Minhyun memilih mendudukkan bokongnya disalah satu kursi berderet menghadap jalanan luar. Pembatas yang sepenuhnya tertutup dengan kaca bening membuat Minhyun tidak merasa kebosanan saat hendak menyantap mie instant.

Tangan kanan lelaki itu mengaduk aduk isi cup tanpa melihat objeknya, ia masih tetap mempertahankan tatapan kosong ke depan. Tidak peduli bisik bisik orang sekitar yang mengatainya sebagai pengidap gangguan mental. Biar saja, toh dirinya memang sedang mengidap gangguan mental.

"Hey, tiup dulu sebelum di makan" si malaikat memberi peringatan, takut kalau Minhyun langsung menyantap gulungan mie dengan asap mengepul tersebut. Ia menurut, meniupnya beberapa kali dan mulai menyuapkan ke dalam mulut.

Memang tidak ada yang bisa menandingi nikmatnya mie instan. Tapi seenak apapun makanan yang Minhyun makan, ia selalu menyempatkan untuk berdiam diri beberapa saat jika kunyahannya telah selesai. Seperti sekarang, setelah suapan pertama ia malah bengong lagi mengamati jalanan. Tangan kanan dan kirinya betengger manis di atas meja.

"Selamat siang Hwang Minhyun" sapa suara bariton di sampingnya.

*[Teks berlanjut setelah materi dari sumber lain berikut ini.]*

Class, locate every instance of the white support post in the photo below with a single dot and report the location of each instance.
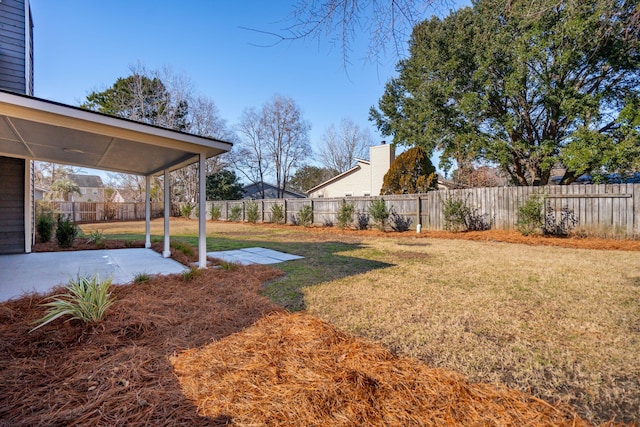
(167, 210)
(147, 212)
(202, 209)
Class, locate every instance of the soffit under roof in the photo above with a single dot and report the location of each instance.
(37, 129)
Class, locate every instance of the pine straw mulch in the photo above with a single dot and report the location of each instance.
(286, 369)
(117, 372)
(296, 370)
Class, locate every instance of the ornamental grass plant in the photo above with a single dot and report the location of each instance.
(87, 300)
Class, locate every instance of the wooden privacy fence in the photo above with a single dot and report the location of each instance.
(98, 212)
(611, 210)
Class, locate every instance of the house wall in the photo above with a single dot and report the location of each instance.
(12, 205)
(381, 158)
(16, 47)
(356, 184)
(89, 194)
(16, 74)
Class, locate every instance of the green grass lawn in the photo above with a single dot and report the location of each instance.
(563, 324)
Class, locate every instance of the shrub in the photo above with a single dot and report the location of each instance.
(96, 237)
(183, 247)
(563, 227)
(458, 216)
(252, 211)
(216, 212)
(186, 210)
(236, 213)
(345, 214)
(305, 216)
(277, 213)
(379, 212)
(399, 222)
(44, 226)
(455, 211)
(66, 232)
(362, 219)
(530, 216)
(191, 274)
(141, 277)
(87, 300)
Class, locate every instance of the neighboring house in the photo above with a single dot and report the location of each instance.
(128, 196)
(252, 191)
(39, 192)
(91, 188)
(364, 179)
(37, 129)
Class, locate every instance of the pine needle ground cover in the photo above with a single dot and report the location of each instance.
(541, 317)
(294, 370)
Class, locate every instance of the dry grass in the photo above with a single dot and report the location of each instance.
(563, 324)
(295, 370)
(117, 372)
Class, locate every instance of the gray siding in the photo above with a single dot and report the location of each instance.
(12, 231)
(15, 55)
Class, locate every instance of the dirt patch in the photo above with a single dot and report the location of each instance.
(84, 244)
(117, 372)
(506, 236)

Jantung Minhyun mendadak berdebar kencang, tanpa melirikpun, ia tau betul siapa pemilik suara tersebut. Suara seorang lelaki yang pernah mengisi beberapa persen relung hati, sekaligus ia harapkan kedatangannya setiap malam. Minhyun sama sekali tidak menyadari sejak kapan lelaki ini datang dan mengambil tempat di samping kursinya. Apa yang sebaiknya Minhyun lakukan?

Kabur?

TBC

makasih banyak yang uda mau baca, vote sama comment :)) kalo masih ada yang bingung lagi silahkan ditanyakan :))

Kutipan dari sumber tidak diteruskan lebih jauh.